Kadın ve şiddetin birlikte anılmaması gerektiğini vurgulayan Keser, "Öncelikli olarak her çocuğun annesini güçlü görmeye hakkı vardır. Ancak ekranlara yansıyan yüzüyle; şiddet mağduru kadın imajı ile özlenen ve beklenen kadın imajını oluşturmanın mümkün olmadığı düşüncesiyle hareket etmenin vakti gelmiştir. Şiddet bağlamında kadına yönelik şiddetin önlenebilmesi için toplumun her kesimine çeşitli sorumluluklar düşmektedir. Başta aile olmak üzere; devlet kademeleri ve medyanın önemli görevleri bulunmaktadır. Bize düşen görev; pek tabidir ki bu mağduriyetleri ortadan kaldırmak olmalıdır.

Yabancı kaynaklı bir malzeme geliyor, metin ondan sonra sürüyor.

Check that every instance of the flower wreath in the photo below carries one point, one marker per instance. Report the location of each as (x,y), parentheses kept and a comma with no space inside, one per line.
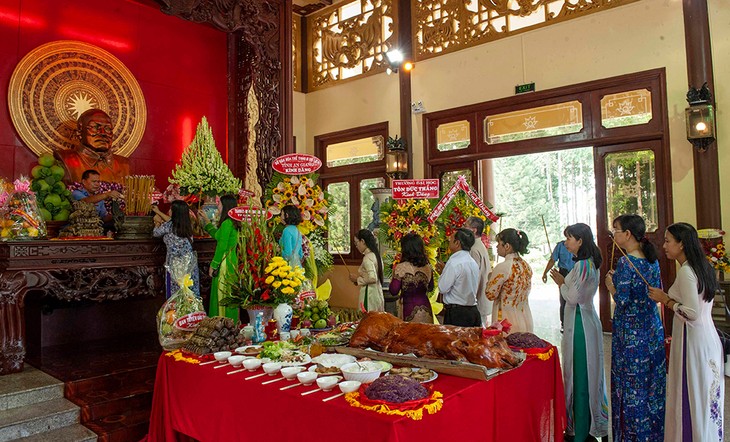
(410,409)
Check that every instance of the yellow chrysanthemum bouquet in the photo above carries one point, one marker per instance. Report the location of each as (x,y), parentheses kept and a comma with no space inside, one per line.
(284,280)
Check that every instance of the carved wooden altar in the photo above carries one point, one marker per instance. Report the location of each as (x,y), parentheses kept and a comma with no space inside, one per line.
(96,271)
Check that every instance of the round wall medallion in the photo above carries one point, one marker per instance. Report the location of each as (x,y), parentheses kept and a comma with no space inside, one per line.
(56,82)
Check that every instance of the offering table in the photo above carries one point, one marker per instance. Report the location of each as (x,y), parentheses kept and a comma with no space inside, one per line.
(205,403)
(76,270)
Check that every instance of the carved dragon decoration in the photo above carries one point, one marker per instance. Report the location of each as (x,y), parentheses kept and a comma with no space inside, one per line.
(255,27)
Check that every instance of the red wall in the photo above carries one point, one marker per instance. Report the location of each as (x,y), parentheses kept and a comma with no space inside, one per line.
(180,66)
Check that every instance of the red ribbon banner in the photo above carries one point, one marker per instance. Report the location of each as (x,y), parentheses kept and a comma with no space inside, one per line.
(460,185)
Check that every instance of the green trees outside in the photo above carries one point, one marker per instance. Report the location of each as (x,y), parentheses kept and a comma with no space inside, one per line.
(560,186)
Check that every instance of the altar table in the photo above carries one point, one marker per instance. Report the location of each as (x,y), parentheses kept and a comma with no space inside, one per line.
(522,405)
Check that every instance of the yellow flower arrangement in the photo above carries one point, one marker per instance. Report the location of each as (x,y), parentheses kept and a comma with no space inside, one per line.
(283,279)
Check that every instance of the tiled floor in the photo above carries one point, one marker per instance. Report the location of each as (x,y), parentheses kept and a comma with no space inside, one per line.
(545,310)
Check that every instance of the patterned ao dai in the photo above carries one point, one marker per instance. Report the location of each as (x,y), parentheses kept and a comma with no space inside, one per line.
(638,362)
(413,284)
(509,288)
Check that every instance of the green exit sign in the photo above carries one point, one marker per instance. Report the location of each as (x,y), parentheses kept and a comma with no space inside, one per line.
(522,88)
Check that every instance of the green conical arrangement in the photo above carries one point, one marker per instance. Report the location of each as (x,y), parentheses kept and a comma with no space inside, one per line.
(202,170)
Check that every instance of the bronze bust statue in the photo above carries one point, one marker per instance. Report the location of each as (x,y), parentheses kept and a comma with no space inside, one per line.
(94,150)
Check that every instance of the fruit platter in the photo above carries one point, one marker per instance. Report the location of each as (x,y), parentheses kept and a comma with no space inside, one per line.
(317,315)
(284,352)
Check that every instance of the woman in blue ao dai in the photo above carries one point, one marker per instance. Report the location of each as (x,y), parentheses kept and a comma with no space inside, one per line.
(638,360)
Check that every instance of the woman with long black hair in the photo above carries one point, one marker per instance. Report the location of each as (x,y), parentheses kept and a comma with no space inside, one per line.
(412,280)
(225,259)
(695,384)
(176,231)
(638,358)
(370,274)
(583,377)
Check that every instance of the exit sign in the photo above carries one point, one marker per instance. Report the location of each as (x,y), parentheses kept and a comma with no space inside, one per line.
(522,88)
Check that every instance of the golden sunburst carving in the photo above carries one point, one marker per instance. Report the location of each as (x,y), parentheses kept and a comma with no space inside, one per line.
(56,82)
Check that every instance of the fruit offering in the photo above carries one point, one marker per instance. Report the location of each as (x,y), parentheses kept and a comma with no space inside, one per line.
(21,218)
(83,222)
(316,313)
(178,319)
(53,196)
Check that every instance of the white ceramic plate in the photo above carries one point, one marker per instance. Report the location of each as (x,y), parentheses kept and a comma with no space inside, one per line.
(336,373)
(333,359)
(249,350)
(304,359)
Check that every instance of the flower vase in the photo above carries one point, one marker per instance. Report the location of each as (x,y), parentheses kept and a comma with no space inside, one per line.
(252,310)
(283,314)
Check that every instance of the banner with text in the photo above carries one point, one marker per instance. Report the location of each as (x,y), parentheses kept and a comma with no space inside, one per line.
(416,189)
(461,185)
(296,164)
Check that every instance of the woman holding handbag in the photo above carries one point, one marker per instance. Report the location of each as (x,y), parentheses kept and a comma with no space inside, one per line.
(638,360)
(370,274)
(291,239)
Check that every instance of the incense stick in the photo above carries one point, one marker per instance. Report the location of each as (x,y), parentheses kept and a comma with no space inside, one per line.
(630,263)
(613,251)
(546,235)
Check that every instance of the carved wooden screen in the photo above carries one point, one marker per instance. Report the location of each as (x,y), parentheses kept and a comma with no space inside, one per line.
(442,26)
(349,40)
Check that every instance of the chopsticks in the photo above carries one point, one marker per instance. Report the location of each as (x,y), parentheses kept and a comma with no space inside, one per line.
(255,376)
(275,380)
(333,397)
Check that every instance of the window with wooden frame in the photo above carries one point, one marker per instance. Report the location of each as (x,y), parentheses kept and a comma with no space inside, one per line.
(353,162)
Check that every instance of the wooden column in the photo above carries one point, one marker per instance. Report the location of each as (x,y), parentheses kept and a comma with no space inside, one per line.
(699,71)
(404,78)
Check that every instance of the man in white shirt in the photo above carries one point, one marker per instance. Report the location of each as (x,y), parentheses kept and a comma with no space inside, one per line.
(481,256)
(459,282)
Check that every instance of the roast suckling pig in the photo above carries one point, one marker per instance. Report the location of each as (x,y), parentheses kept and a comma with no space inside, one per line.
(384,332)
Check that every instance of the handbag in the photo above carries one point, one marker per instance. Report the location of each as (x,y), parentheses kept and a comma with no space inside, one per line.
(294,260)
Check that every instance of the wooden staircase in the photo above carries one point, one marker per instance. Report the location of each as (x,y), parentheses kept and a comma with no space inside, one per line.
(32,408)
(111,381)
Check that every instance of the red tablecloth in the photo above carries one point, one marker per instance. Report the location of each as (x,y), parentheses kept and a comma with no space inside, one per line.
(525,404)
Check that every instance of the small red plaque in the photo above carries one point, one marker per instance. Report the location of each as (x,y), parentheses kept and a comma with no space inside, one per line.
(245,213)
(416,189)
(297,164)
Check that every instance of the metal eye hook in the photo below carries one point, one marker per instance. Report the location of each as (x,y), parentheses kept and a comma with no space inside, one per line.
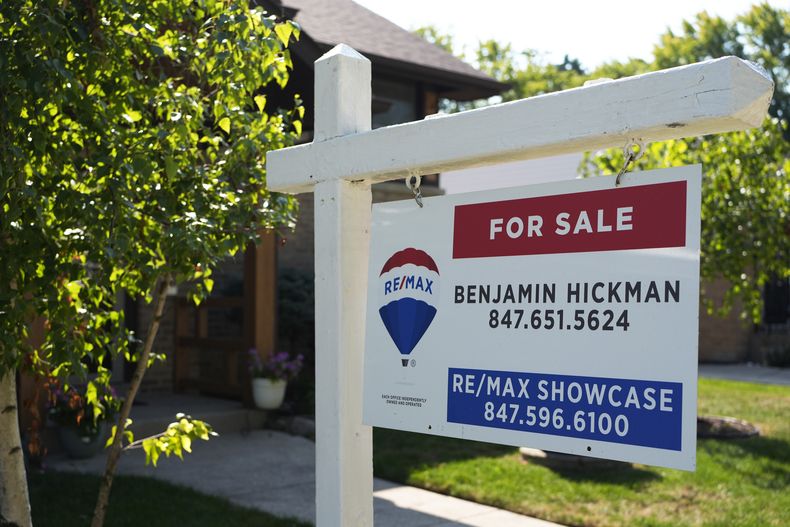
(413,183)
(631,156)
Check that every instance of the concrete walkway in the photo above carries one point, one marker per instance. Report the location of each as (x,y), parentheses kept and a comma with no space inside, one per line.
(747,372)
(275,472)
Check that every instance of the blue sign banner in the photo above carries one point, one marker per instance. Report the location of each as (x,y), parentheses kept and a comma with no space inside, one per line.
(625,411)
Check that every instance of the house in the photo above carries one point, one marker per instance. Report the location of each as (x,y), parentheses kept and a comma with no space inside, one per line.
(207,346)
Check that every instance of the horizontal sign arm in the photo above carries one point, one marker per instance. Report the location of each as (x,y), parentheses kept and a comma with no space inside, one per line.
(720,95)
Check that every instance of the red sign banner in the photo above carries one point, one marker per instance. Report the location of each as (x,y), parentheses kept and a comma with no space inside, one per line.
(641,217)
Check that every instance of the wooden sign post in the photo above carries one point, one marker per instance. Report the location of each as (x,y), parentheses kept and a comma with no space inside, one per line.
(346,156)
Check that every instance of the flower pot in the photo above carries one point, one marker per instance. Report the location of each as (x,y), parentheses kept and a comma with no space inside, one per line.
(267,393)
(78,446)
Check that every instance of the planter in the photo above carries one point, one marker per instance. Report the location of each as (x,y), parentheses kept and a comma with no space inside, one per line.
(82,447)
(267,393)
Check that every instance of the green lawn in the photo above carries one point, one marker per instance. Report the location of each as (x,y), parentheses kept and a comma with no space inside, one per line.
(66,500)
(737,483)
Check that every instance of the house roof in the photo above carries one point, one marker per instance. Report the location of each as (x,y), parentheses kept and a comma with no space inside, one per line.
(389,46)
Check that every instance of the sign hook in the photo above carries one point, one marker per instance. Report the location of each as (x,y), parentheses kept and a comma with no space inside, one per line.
(413,183)
(633,151)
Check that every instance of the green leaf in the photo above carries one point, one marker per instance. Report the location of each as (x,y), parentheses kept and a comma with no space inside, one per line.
(132,116)
(283,32)
(260,102)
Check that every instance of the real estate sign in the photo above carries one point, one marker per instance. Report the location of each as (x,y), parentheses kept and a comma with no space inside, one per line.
(561,316)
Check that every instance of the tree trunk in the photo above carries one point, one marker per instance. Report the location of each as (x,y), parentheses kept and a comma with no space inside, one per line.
(117,445)
(14,501)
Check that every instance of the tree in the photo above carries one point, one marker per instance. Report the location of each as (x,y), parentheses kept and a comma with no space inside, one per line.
(745,209)
(133,157)
(745,198)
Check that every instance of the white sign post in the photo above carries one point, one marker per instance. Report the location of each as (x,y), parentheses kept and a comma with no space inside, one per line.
(345,158)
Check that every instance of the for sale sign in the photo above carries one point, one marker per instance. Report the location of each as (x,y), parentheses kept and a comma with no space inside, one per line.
(561,316)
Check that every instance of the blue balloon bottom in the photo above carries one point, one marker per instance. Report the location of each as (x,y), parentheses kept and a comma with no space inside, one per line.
(406,321)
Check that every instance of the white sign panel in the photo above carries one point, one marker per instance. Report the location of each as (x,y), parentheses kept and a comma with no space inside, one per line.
(561,316)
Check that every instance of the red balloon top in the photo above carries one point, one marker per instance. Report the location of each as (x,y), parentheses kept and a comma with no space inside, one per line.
(410,256)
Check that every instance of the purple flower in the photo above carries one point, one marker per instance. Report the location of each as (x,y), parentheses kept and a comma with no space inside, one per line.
(277,366)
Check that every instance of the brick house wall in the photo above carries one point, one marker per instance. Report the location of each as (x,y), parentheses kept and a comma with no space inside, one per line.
(722,339)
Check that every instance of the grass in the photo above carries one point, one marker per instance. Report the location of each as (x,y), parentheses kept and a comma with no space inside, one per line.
(65,500)
(737,483)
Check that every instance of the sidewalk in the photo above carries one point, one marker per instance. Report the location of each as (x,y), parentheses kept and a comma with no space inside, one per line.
(275,472)
(746,372)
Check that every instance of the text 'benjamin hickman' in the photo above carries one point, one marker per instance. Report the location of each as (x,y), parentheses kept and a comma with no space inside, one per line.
(646,292)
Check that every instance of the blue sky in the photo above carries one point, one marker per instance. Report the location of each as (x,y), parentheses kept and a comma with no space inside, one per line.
(593,31)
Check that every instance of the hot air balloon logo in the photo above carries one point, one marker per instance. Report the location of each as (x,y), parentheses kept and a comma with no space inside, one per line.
(409,283)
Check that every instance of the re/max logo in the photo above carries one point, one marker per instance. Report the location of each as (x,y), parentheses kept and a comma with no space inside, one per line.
(417,283)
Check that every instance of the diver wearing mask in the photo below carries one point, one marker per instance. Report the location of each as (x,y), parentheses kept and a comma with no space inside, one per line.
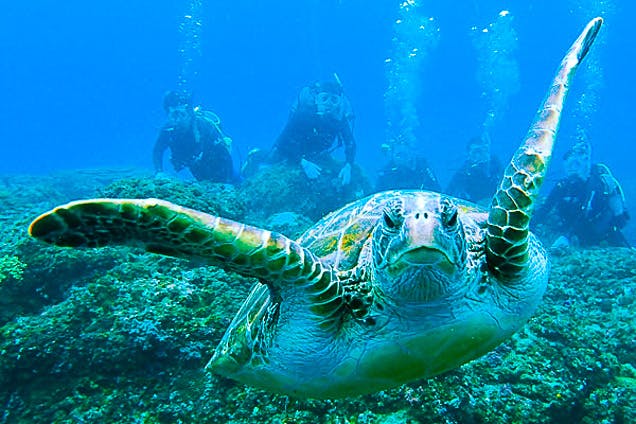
(320,121)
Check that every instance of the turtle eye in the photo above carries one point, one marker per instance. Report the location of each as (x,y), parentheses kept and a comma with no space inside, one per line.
(392,216)
(449,214)
(388,221)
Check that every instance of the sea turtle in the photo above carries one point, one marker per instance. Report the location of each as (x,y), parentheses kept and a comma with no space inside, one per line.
(395,287)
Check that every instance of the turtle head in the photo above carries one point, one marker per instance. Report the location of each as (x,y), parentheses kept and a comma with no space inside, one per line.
(418,247)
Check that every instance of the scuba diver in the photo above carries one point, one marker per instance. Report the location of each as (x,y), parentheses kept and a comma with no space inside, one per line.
(195,140)
(587,207)
(320,121)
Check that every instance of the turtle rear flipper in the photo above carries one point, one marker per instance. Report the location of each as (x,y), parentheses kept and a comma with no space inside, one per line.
(162,227)
(513,204)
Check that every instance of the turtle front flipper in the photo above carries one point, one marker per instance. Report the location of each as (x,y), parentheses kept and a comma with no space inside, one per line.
(162,227)
(513,204)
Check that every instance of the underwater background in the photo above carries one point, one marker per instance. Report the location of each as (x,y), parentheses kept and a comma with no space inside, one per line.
(117,335)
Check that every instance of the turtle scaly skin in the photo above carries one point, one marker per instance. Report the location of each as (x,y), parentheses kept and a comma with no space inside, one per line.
(394,287)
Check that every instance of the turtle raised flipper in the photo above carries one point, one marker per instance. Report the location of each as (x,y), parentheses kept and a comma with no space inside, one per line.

Ancak bununla beraber iyi örnekleri toplumda yaygınlaştırarak; kadının varlığına yaraşır temsil imkânını gözler önüne sermek asıl amacımız olmalıdır. İyi örneklerin toplumda yaygınlaşmasıyla beraber kötünün kendine yer bulamayacağı bir dünya düşüncesiyle yolumuza devam etmeliyiz. Kadın ve erkek arasında yaşanan şiddetin hiçbir biçimde hoş görülmediği bir toplum oluşturmak bizim elimizde" diye konuştu.